Un día me dijo que estaba enamorado, y que posiblemente se casaría muy pronto. Aunque me habló con loco entusiasmo de la belleza de su novia, esta apreciación suya de la hermosura en cuestión no tenía para mí ningún valor. Vezzera insistió, irritándose con mi orgullo.
– No sé qué tiene que ver el orgullo con esto— le observé.
– ¡Si es eso! Yo soy enfermizo, excitable, expuesto a continuos mirajes y debo equivocarme siempre. ¡Tú, no! ¡Lo que dices es la ponderación justa de lo que has visto!
– Te juro…
– ¡Bah; déjame en paz!– concluyó cada vez más irritado con mi tranquilidad, que era para él otra manifestación de orgullo.
Cada vez que volví a verlo en los días sucesivos, lo hallé más exaltado con su amor. Estaba más delgado, y sus ojos cargados de ojeras brillaban de fiebre.
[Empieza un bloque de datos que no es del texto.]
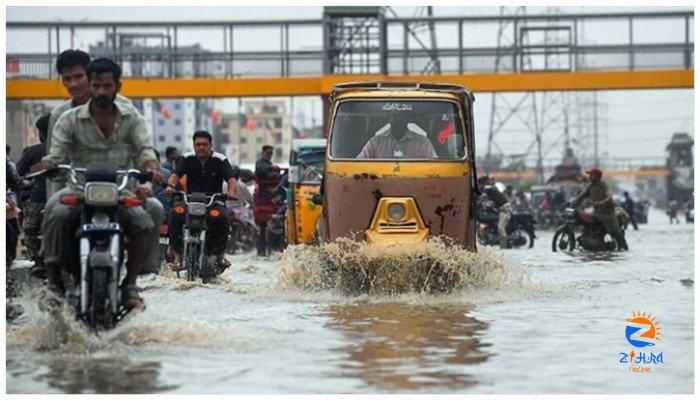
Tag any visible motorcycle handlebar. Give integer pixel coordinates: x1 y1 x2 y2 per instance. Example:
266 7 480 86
24 164 153 192
173 189 226 208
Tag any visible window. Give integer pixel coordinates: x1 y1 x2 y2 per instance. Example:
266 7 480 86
329 99 466 160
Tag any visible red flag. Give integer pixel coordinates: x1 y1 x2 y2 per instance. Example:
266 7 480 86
209 108 219 123
437 121 455 144
160 103 170 119
5 58 19 74
245 117 255 132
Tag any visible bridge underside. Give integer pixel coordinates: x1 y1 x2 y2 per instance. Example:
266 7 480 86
489 168 668 181
6 69 694 101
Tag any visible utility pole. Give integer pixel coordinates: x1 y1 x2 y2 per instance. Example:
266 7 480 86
428 6 440 75
593 92 600 167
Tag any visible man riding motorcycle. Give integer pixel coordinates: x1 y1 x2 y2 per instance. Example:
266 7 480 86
37 58 163 308
17 114 50 279
164 131 237 269
477 176 513 249
571 167 628 250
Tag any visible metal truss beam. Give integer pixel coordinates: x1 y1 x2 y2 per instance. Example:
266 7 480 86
6 69 695 100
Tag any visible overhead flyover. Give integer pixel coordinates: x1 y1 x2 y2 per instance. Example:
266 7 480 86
7 70 694 99
6 7 694 100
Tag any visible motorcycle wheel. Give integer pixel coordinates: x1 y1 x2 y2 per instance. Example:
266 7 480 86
86 268 113 330
525 228 535 249
476 228 489 246
185 243 199 281
552 227 576 253
226 226 238 256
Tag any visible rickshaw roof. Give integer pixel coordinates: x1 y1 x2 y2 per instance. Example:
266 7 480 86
292 139 326 152
331 81 474 100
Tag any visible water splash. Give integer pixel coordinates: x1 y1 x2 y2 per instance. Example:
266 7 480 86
278 238 508 295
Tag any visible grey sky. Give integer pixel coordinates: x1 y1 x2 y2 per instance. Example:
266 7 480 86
6 6 694 162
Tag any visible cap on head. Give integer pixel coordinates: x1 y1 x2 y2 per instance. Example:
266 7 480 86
586 167 603 178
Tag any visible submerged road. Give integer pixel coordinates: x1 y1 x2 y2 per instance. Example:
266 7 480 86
6 210 694 394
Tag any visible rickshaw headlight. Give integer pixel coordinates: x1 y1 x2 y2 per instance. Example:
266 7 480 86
387 203 406 220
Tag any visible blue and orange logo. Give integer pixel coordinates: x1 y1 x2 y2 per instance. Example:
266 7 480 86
625 311 661 348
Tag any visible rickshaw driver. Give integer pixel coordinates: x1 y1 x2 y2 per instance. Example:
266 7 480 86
356 111 438 158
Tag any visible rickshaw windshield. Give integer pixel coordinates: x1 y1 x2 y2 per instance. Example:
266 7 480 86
330 99 466 160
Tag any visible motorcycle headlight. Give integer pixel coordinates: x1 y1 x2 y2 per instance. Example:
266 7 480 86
387 203 406 220
92 213 109 225
187 203 207 217
85 182 119 206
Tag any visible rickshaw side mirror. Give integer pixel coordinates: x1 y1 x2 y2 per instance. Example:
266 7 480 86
289 165 301 183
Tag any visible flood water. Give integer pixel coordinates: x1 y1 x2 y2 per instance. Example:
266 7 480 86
6 210 694 394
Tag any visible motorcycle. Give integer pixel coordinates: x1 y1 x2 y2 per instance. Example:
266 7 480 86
158 222 170 262
226 202 258 254
173 191 228 282
552 207 624 252
253 169 288 256
476 200 536 248
27 164 152 331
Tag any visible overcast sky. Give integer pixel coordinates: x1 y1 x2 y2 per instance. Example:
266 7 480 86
6 6 694 163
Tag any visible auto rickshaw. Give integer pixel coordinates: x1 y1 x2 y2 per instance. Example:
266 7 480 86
314 82 478 251
286 139 326 244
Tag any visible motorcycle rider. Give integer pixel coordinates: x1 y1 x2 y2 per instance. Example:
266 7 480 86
164 131 237 269
41 58 163 308
572 167 628 250
46 50 164 278
622 192 639 231
17 114 50 279
477 175 513 249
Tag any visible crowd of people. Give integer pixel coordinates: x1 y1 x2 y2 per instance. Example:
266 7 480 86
5 50 280 318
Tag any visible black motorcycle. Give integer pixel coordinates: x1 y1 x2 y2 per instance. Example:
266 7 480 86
476 200 536 248
552 207 624 252
27 165 152 330
173 191 228 282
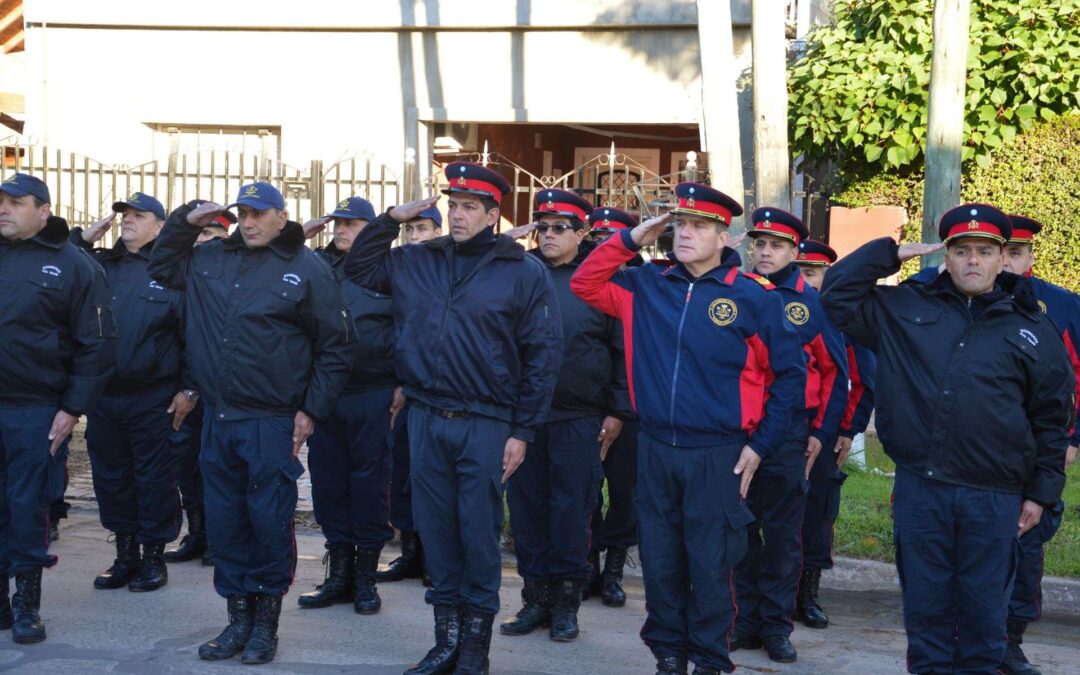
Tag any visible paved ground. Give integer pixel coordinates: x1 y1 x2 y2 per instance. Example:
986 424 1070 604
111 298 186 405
0 508 1080 675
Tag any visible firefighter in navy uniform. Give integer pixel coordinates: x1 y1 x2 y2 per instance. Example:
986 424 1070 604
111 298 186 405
0 173 117 644
822 204 1075 673
71 192 192 591
346 163 563 673
570 183 806 675
150 183 353 663
913 215 1080 675
582 206 644 607
298 197 396 615
795 240 877 629
375 206 443 586
500 189 630 642
731 206 848 663
165 211 237 567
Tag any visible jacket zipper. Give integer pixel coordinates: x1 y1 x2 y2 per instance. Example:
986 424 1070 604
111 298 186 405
670 281 693 445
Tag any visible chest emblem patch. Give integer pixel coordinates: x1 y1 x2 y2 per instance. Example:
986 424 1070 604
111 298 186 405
708 298 739 326
784 302 810 326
– ¿Quiere hacer una cosa? Vamos esta noche a su casa. Ya le he hablado de ti. Vas a ver si es o no como te he dicho.
Fuimos. No sé si usted ha sufrido una impresión semejante; pero cuando ella me extendió la mano y nos miramos, sentí que por ese contacto tibio, la espléndida belleza de aquellos ojos sombríos y de aquel cuerpo mudo, se infiltraba en una caliente onda en todo mi ser.
Cuando salimos, Vezzera me dijo:
– ¿Y?… ¿es como te he dicho?
– Sí— le respondí.
– ¿La gente impresionable puede entonces comunicar una impresión conforme a la realidad?
– Esta vez, sí— no pude menos de reirme.
Vezzera me miró de reojo y se calló por largo rato.
– ¡Parece— me dijo de pronto— que no hicieras sino concederme por suma gracia su belleza!
– ¿Pero estás loco?– le respondí.
Vezzera se encogió de hombros como si yo hubiera esquivado su respuesta. Siguió sin hablarme, visiblemente disgustado, hasta que al fin volvió otra vez a mí sus ojos de fiebre.
– De veras, de veras me juras que te parece linda?
– ¡Pero claro, idiota! Me parece lindísima; ¿quieres más?